A preuve de ces interventions erratiques des cabinets, l'achat par Pechiney d'American National Can [fabriquant de conserves, ndlr], en 1988, qui a donné lieu à des manœuvres tordues de certains hauts fonctionnaires, un procès pour délit d'initiés... et s'est finalement avéré être un gouffre financier.

La droite reprend les rennes en 1988 pour deux ans, puis en 1993, et dès 1995, Jean Arthuis privatise Pechiney. Là encore, l'idéologie joue une rôle important. Il s'agit :

  • pour une part, de s'opposer à l'étatisme de la gauche -étatisme tout relatif, car au vu des difficultés de la gestion « nationalisée », les présidents des entreprises publiques, avaient acquis, au fil des ans, une large autonomie ;
  • d'autre part de surfer sur la grande vague libérale qui déferlait depuis 1980.

Tout privatiser ! Rendre au « dieu » marché, et au « noyau dur » d'entreprises privées dirigées par d'anciens hauts fonctionnaires, le plus vite possible, le capital des grandes entreprises.

Dans le cas de Pechiney, la privatisation par vente des actions en bourse n'a pas été affaire facile ; il a fallu, pour ce noyau dur, faire appel à des groupes encore publics à l'époque : AGF, Caisse des dépôts, aux côtés du Crédit suisse.

Une valse « inhumaine » de rachats successifs

Puis vint la valse des rachats par des groupes étrangers. En 2003, Alcan rachète le tout. En 2007, Alcan est, à son tour, racheté par Rio Tinto.
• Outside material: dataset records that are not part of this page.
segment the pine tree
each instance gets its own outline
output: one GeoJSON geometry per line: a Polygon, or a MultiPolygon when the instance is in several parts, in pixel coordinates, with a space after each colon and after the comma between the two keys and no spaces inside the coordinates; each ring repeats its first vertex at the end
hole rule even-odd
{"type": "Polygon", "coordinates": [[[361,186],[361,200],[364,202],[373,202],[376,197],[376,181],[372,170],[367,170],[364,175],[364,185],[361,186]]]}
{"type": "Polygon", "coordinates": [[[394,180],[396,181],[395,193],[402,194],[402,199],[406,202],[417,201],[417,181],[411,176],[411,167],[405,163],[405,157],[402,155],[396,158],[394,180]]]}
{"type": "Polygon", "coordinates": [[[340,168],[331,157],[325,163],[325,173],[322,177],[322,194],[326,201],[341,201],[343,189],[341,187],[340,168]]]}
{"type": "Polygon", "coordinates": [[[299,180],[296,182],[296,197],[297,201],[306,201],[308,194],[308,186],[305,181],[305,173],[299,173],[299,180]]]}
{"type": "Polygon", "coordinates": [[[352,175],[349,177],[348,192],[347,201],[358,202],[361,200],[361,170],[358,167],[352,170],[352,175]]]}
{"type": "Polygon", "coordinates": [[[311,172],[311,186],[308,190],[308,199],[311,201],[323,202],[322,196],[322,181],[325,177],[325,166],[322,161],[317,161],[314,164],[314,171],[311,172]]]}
Aujourd'hui, Rio Tinto cède au fonds financier Apollo et au FSI (émanation de l'Etat français) la majorité du capital, dont on ignore le montant, excluant les activités « amont » comme la fabrication d'alumine (Gardanne) et l'usine d'aluminium de Dunkerque, construite sous la gauche en 1988. A côté du fonds Appolo ( 51%) du capital, et du FSI (10%), Rio Tinto conserve 39%.

Contrairement au discours gouvernemental, avec 10% au FSI, l'Etat français ne remet donc pas la main sur Pechiney. Condition de l'entrée du FSI : aucun des douze sites français (4 763 emplois) ne sera fermé. Mais la valse est loin d'être terminée. On peut gager que l'un des deux actionnaires anglo-saxons cèdera encore tout ou partie de son capital, posant à nouveau le problème de ces sites.
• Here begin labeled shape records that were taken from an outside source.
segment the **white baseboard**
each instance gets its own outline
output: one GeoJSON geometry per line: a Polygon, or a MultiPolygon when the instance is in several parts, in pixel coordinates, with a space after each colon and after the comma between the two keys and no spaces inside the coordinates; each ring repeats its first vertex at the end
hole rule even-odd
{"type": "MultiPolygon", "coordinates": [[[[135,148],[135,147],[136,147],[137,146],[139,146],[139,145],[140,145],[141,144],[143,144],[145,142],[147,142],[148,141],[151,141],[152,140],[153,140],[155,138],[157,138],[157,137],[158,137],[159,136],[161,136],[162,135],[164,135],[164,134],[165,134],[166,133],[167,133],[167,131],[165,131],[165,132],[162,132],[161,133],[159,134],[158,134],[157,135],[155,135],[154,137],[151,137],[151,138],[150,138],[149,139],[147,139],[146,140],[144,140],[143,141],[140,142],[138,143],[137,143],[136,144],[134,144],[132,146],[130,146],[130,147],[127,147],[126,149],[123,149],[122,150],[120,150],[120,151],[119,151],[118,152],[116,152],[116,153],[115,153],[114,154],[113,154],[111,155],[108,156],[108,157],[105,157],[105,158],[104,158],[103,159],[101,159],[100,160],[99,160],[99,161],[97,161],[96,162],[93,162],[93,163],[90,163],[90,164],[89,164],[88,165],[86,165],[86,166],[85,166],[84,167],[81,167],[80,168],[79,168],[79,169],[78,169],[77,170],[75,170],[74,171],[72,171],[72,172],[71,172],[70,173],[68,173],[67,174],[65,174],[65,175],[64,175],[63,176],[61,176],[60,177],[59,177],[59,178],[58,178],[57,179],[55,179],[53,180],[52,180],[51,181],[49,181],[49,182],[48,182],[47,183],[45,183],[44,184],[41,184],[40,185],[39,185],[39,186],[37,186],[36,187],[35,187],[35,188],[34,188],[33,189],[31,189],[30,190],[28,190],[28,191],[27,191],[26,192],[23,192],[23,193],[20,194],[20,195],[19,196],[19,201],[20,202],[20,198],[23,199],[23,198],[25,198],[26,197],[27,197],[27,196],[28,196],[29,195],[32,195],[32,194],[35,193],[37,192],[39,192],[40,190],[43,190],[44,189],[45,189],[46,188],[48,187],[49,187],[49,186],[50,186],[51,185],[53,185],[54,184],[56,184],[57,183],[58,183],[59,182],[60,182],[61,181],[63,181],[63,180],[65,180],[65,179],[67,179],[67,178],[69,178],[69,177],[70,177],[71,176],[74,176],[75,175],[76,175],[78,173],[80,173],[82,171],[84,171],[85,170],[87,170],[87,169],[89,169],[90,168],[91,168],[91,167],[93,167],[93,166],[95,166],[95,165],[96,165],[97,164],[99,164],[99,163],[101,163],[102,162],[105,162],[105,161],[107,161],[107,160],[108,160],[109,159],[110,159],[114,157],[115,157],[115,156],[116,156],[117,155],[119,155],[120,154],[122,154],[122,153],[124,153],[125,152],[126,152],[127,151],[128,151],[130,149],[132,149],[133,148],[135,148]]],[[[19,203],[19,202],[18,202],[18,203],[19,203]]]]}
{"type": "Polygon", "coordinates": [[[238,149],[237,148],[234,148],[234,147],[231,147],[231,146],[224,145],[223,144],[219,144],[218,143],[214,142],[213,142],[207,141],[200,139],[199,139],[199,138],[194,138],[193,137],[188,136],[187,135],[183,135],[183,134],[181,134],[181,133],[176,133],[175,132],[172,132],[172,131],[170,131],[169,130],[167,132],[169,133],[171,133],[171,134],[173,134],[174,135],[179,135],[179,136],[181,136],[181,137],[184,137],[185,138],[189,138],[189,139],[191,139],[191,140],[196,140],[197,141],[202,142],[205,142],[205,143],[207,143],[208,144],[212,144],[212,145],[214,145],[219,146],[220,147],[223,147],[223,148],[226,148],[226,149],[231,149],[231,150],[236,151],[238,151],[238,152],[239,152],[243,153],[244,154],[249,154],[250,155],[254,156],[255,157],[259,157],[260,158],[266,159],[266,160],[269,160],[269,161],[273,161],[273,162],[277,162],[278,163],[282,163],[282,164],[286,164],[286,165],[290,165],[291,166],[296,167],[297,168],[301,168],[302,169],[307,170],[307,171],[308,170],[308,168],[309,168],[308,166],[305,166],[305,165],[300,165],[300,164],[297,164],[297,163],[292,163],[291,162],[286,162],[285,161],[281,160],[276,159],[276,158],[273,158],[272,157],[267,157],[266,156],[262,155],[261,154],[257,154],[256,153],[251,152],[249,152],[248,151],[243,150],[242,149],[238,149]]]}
Tel est le déroulé répétitif de la « mondialisation heureuse » selon Alain Minc. L'actionnariat de grandes entreprises de ce type change tous les quatre ou cinq ans, évidemment sans aucun souci de l'emploi dans les territoires nationaux.

L'économie financiarisée est aussi « déterritorialisée », donc déshumanisée. Dans le cas présent, il aurait été préférable de ne pas privatiser Pechiney, ou en tous cas pas si vite.

Mais si l'Etat tenait essentiellement à le mettre en bourse, il fallait constituer un vrai noyau dur industriel, avec la Caisse des dépôts à 20% ou 30%, et une distribution de 10% ou 20% d'actions gratuites au personnel, de façon à stabiliser le plus possible le capital en des mains qui auraient eu un réel intérêt « national » à développer ou au moins garder l'entreprise.